Dann geht es eine gute Stunde lang mit dem Narrowboat durch die Kanäle – zunächst noch durch die Innenstadt, dann vorbei an Fabrikruinen und Industriebrachen voller Graffiti, die die Natur sich langsam zurückerobert. Der Hase eröffnet in Gedanken Restaurants, Clubs und Galerien und ich schieße Foto um Foto. Überall blüht der Sommerflieder, die Hecken hängen voller reifer Brombeeren und vor einem riesigen Graffiti sonnt sich ein fast gleichfarbiger Reiher. Bruder und Schwägerin verfolgen derweil, wo wir genau langfahren, welche Radwege wohin führen und welche Touren sie also demnächst am Wasser entlang planen können. Birmingham ist nämlich ansonsten eine typische Autostadt, was ein bisschen nervig ist. Nach der Tour laufen wir weiter mitten ins Zentrum und begucken uns die Prachtbauten – Symphonieorchester, Theater, Bibliothek, Rathaus, den Hauptbahnhof (eigentlich New Street Station, wird aber gerade umgebrandet ins vornehmere Grand Central Station), den von Lady Di eröffneten Victoria Square und die New Street mit ihren Geschäften und teilweise schönen alten Häusern, die leider von hässlichen Neubauten unterbrochen sind.
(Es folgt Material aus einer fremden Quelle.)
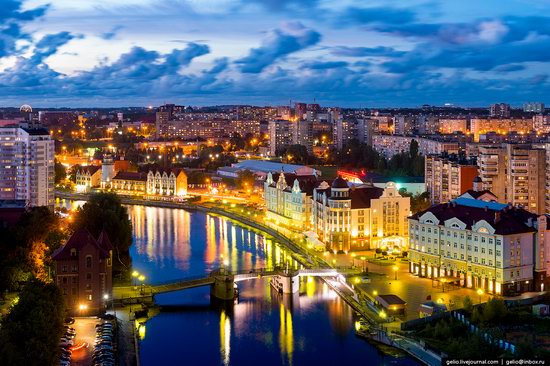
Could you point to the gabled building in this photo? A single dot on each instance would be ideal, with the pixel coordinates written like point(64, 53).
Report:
point(171, 182)
point(348, 217)
point(83, 271)
point(474, 243)
point(287, 198)
point(88, 177)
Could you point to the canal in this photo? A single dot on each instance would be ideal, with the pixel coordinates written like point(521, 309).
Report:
point(314, 327)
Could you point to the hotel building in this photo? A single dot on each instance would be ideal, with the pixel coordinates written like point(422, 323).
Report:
point(472, 243)
point(360, 217)
point(447, 179)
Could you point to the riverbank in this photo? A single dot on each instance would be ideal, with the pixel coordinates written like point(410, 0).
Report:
point(308, 258)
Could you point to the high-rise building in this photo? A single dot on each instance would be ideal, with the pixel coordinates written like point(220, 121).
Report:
point(501, 110)
point(280, 135)
point(515, 174)
point(534, 107)
point(446, 178)
point(27, 166)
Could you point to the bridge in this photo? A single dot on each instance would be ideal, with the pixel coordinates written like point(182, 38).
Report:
point(224, 282)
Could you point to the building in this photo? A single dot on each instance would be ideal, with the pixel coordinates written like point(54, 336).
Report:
point(501, 110)
point(503, 126)
point(390, 145)
point(446, 178)
point(533, 107)
point(172, 182)
point(27, 166)
point(287, 198)
point(280, 135)
point(88, 177)
point(83, 271)
point(360, 217)
point(499, 248)
point(515, 173)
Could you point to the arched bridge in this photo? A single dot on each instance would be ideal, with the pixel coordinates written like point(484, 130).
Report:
point(219, 280)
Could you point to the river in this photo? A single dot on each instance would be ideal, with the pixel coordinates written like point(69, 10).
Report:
point(314, 327)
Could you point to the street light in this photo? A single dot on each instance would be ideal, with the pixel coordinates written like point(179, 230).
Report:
point(480, 292)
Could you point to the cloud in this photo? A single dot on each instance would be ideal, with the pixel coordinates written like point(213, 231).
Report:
point(292, 37)
point(366, 51)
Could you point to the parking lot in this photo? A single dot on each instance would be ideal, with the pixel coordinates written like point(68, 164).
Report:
point(85, 332)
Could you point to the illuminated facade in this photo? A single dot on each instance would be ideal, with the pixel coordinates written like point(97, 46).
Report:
point(288, 198)
point(360, 217)
point(88, 177)
point(479, 244)
point(84, 271)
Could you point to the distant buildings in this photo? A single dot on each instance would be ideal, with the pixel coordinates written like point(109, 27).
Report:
point(83, 271)
point(533, 107)
point(472, 243)
point(27, 166)
point(360, 217)
point(446, 178)
point(501, 110)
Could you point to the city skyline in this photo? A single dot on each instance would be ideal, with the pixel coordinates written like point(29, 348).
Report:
point(137, 52)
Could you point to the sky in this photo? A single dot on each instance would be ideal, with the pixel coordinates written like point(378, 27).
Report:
point(349, 53)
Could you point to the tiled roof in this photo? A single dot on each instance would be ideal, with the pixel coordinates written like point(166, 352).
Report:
point(78, 240)
point(131, 176)
point(504, 219)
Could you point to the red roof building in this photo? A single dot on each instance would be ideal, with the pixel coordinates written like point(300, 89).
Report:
point(84, 271)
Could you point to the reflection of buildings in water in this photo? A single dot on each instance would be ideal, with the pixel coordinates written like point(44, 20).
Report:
point(286, 334)
point(163, 235)
point(340, 316)
point(225, 337)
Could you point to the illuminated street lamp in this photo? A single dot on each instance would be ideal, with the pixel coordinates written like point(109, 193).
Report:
point(480, 292)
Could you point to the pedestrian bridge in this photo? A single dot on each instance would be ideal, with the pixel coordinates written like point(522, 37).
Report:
point(221, 281)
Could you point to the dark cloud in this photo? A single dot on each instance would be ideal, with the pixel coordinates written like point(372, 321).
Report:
point(292, 37)
point(366, 51)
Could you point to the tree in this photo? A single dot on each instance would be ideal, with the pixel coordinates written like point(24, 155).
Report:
point(104, 211)
point(245, 179)
point(31, 331)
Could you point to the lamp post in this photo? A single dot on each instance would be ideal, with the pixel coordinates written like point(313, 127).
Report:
point(480, 292)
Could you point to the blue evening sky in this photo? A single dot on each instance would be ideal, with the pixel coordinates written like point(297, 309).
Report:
point(362, 53)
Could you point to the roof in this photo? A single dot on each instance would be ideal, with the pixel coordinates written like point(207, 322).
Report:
point(91, 169)
point(362, 196)
point(267, 166)
point(78, 240)
point(131, 176)
point(504, 219)
point(339, 183)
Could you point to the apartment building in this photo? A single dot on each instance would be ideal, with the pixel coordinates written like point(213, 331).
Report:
point(499, 248)
point(357, 217)
point(27, 166)
point(84, 271)
point(287, 198)
point(515, 173)
point(447, 178)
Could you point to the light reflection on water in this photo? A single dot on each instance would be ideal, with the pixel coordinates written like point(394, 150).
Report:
point(314, 326)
In einem Einkaufscenter, in dem das Leben an einem Samstag natürlich tobt und wo ein DJ live für die entsprechende Elektro-Untermalung sorgt, gönnen wir uns nur schnell einen Milchshake – shoppen werden wir morgen noch ein wenig, allerdings nur dringend benötigte Dinge wie eine zusätzliche Jeans für den Hasen und eben den neuen Harry Potter. Stattdessen nehmen wir den Bus und fahren ins so genannte Balti Triangle, eine Wohngegend, in der vor allem viele Pakistanis leben, die hier gemeinsam mit den Indern die größte nationale Minderheit darstellen (dicht gefolgt von Jamaikanern, Iren und sicherlich auch Polen). Wir spazieren durch die Straßen, schauen uns die vielen bunten Kleider in den Schaufenstern an, kaufen uns in einem Supermarkt acht Mangos und in einem Imbiss zwei Ladoos und suchen uns dann zielsicher das einzige Restaurant aus, das nicht voller pakistanischer Familien, sondern voller Weißer ist. Mist! Anders als erwartet schmeckte das Essen trotzdem hervorragend, unsere Theorie ist jetzt, dass der Unterschied zwischen den Restaurants vor allem im Schärfegrad und vielleicht noch im Preis liegt. Wir aßen Baltis, eine pakistanisch-birminghamsche Spezialität, bei der Curries portionsweise in gusseisernen Wok-ähnlichen Pfannen zubereitet werden und dann noch brutzelnd und kochend heiß serviert werden. Wir suchten uns jeder ein anderes Balti aus. Für mich gab es „tropische Gemüse mit Paneer“, der Hase hatte Kartoffeln, Erbsen und Paneer, der Bruder Hackfleisch mit Kichererbsen und die Schwägerin Okra. Dazu gab es Reis und Naan mit Koriandergrün und natürlich jede Menge Mango-Lassi.
Nach dem Essen fuhren wir mit dem Bus nach Hause und fielen dann nach 13,7 gelaufenen Kilometern hundemüde ins Bett.